The Chief Secretary assures Hongkongers that they will have ample time for more panic-buying before lockdown. And a 4,000-strong HK Police ‘riot squad’ will help with the Covid mass-testing…
Although their exact duties had not yet been spelt out, a source said they might be assigned to escort infected patients to hospital or community isolation facilities, and enforce lockdowns in sites where residents had to stay at home until they were tested.
We could read between the lines of these reports and conclude that the mass-testing exercise is indeed going to happen, and lockdowns will be on a district basis – but that would assume that officials actually have a fixed plan.
By the time it goes ahead (if it does) a large percentage of the population (30%? 40%? 50%?) will have been infected. Compulsory universal testing will essentially be a hugely disruptive days-long census to determine which of two large groups – Covid-positive and Covid-negative – each resident falls into. While they are at it, maybe the examiners could also find out exactly how many of us are left-handed.
(There is some alarm over the fact that the Security Bureau will allocate patients to isolation facilities. This probably does not mean cops will do triage. Bureaus were given different Covid responsibilities at a Shenzhen meeting, presumably as a display of smooth governance by Hong Kong officials, and Security got the operation of the prison-like camps. Home Affairs, for example, got distribution of test kits.)
Even Mainland officials seem divided. The senior CCP guy rants about the correctness of zero-Covid as an ideology, while the health expert stresses more practical matters.
Hongkongers seem to be drawing their own conclusions from the confusion and are devising anti- or ‘living with’ Covid strategies of their own. For example, small-businesses close for a few days if an employee is infected – but without government involvement, with its risk of kids being separated from parents or asymptomatic people being sent to quarantine camp. Some snippets from a discussion…

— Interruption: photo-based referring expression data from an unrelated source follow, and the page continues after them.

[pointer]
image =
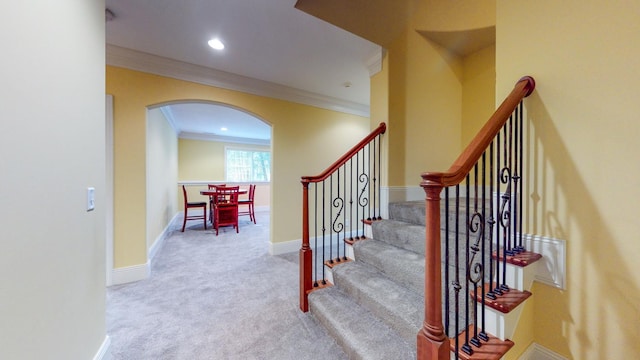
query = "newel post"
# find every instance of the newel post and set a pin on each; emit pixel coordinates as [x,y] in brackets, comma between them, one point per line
[432,341]
[305,251]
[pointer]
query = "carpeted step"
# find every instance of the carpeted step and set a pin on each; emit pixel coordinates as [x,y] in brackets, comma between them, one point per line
[401,234]
[412,212]
[396,305]
[358,331]
[400,265]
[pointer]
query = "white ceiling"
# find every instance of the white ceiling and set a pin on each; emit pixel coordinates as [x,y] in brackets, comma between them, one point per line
[266,40]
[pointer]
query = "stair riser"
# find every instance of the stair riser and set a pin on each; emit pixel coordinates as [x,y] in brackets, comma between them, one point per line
[404,315]
[408,271]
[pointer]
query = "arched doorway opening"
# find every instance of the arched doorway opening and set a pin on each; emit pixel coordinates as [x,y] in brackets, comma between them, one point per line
[196,143]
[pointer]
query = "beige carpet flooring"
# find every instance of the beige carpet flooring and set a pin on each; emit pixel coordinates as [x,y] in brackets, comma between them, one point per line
[216,297]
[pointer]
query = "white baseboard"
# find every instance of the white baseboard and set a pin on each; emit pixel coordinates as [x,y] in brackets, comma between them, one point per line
[285,247]
[159,242]
[551,269]
[405,193]
[295,245]
[104,352]
[539,352]
[129,274]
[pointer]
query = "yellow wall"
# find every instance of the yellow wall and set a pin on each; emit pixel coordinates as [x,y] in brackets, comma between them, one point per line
[425,96]
[305,140]
[52,148]
[583,127]
[437,98]
[478,91]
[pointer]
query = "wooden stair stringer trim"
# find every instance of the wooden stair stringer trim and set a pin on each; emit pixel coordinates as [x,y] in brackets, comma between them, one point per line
[337,261]
[504,303]
[492,349]
[522,259]
[321,284]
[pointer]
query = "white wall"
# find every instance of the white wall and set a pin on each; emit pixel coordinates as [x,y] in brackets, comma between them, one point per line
[52,147]
[162,175]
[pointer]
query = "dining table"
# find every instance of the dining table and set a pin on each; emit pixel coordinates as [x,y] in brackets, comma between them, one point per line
[216,192]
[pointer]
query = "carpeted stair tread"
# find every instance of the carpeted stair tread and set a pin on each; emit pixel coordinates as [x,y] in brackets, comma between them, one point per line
[399,307]
[405,267]
[412,212]
[401,234]
[360,333]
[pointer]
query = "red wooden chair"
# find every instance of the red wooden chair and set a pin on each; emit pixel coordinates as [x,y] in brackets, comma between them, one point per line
[249,203]
[225,213]
[192,205]
[212,199]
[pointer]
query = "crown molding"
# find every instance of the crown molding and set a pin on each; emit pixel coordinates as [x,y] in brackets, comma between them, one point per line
[153,64]
[227,139]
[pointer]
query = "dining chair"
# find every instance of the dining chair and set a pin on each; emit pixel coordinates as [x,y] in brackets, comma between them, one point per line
[225,213]
[249,203]
[193,205]
[212,199]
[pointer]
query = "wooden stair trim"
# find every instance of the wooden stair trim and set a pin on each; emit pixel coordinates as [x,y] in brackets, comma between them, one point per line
[505,303]
[320,285]
[337,261]
[492,349]
[522,259]
[352,241]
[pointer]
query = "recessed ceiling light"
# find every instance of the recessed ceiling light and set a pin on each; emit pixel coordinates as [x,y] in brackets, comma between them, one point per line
[216,44]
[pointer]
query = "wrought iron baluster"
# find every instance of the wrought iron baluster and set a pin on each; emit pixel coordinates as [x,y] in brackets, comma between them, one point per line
[520,194]
[496,289]
[351,199]
[466,347]
[490,294]
[324,232]
[315,234]
[379,177]
[363,199]
[483,335]
[505,212]
[357,192]
[456,283]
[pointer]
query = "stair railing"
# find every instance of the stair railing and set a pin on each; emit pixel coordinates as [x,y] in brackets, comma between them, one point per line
[343,198]
[482,231]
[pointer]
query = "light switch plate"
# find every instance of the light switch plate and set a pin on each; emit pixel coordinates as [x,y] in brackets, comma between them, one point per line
[91,198]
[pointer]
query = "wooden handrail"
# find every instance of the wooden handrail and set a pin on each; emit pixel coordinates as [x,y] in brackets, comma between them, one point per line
[432,341]
[463,164]
[349,154]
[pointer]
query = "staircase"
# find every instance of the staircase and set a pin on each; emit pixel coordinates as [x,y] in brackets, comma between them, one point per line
[441,278]
[375,307]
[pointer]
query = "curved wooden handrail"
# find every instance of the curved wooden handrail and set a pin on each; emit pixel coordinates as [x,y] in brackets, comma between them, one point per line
[325,174]
[464,163]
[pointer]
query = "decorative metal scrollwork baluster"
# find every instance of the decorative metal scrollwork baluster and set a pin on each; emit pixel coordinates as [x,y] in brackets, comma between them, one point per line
[505,221]
[475,268]
[363,200]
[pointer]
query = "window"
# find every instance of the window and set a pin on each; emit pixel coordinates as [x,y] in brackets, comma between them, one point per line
[248,165]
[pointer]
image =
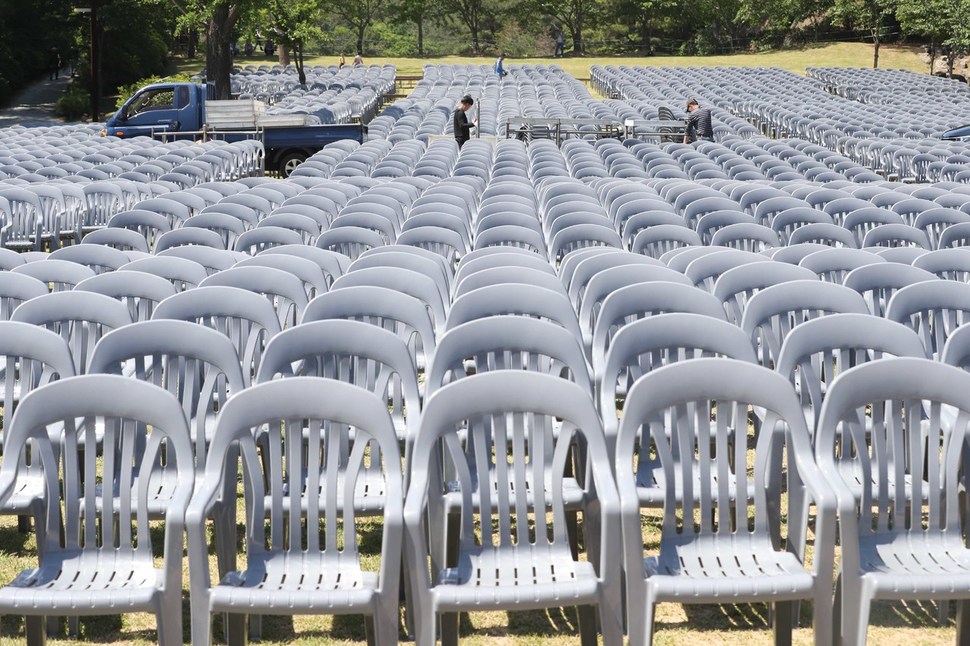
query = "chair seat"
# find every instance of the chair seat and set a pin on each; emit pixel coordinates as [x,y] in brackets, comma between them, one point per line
[915,565]
[369,494]
[523,576]
[84,582]
[748,566]
[573,495]
[288,583]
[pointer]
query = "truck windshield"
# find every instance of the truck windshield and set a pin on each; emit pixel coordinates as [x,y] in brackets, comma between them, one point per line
[156,99]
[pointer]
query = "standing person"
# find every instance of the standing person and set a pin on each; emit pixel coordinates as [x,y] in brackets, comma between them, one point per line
[500,66]
[698,123]
[461,125]
[54,63]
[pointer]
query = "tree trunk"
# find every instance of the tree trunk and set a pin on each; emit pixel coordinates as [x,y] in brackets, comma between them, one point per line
[876,38]
[298,58]
[420,23]
[218,60]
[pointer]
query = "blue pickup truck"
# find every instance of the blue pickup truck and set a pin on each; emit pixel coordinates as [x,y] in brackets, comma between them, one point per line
[167,109]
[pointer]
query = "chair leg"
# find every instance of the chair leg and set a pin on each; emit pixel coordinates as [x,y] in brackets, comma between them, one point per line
[856,624]
[836,614]
[783,623]
[169,622]
[236,630]
[963,622]
[35,631]
[587,625]
[449,629]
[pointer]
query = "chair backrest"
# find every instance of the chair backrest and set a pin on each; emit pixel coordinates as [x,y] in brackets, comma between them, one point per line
[694,415]
[247,318]
[409,282]
[81,318]
[30,357]
[653,342]
[509,419]
[182,273]
[113,514]
[282,289]
[878,282]
[893,432]
[301,425]
[198,365]
[772,313]
[353,352]
[508,343]
[139,291]
[404,315]
[933,309]
[641,300]
[519,299]
[60,274]
[15,289]
[816,351]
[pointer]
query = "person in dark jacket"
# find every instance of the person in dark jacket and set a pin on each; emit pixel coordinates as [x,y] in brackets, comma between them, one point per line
[698,123]
[462,126]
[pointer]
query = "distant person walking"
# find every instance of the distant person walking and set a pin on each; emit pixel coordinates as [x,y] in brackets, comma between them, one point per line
[500,66]
[54,63]
[698,123]
[462,127]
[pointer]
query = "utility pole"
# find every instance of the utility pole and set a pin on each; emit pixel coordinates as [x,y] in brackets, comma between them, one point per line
[95,63]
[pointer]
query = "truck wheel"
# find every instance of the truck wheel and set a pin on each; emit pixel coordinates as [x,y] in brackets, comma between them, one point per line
[289,162]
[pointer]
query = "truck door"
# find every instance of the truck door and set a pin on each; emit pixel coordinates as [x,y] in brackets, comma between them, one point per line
[156,109]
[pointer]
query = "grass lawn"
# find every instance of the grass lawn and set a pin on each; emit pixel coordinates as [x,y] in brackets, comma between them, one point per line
[909,624]
[796,60]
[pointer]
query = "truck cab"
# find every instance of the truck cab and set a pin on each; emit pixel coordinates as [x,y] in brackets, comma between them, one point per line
[161,107]
[166,109]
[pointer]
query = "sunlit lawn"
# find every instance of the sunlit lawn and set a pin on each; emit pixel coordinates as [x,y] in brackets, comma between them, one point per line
[897,623]
[796,60]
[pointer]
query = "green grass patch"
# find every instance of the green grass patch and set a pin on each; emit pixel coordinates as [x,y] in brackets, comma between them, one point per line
[795,60]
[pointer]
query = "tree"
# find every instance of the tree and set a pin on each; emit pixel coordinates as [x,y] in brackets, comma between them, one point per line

Before I knew of ppl testing positive & self-isolating, but not informing authorities. Increasingly now seeing ppl just say “don’t know, don’t care” & not bothering to test. Even some who have tested positive … example is a pro-China Mainland friend who was very pro COVID zero & controls, but now sees everyone has it and thinks continued restrictions are pointless.
It’s also that people have now seen first hand people they know who have had Covid and are doing just fine with no severe symptoms and recovered comfortably at home. They finally realise living with Covid is possible and not malicious rumors by Western media.
Healthcare workers complain about how ‘zero dynamic etc’ diverts vital resources away from their facilities – and from genuinely sick patients.
And the latest from Dr Owens…
Public health policy decisions in HK have increasingly been performative rather than substantive with very little, if any, grounding in science or evidence
Substance or performance?
– Universal PCR testing
– 21 day quarantine
– Airline bans
– Closing wet markets for deep cleaning
– Masks whilst running in country parks
– Taped children’s playgrounds + BBQ pits
Persisting with the narrative around CUT is an example of science and performance pulling in different directions
Failure to pivot from PCR testing to RAT makes no sense
The pivot would transfer control to individuals. Educate, inform and incentivise +ve behaviour
(Interestingly, up at the ‘two meetings’ in Beijing, a Vice Premier asks whether Hong Kong private hospitals are ducking their Covid-related responsibilities. Covid aside, many, if not most, private hospitals are built on land granted by the government decades ago at little or no charge – the idea being that the institutions would serve the community. Today, they poach the underfunded public system’s manpower and cater mainly to wealthy patients needing undemanding treatment. Maybe, like the tycoons, they will have to do more to prove their loyalty in future.)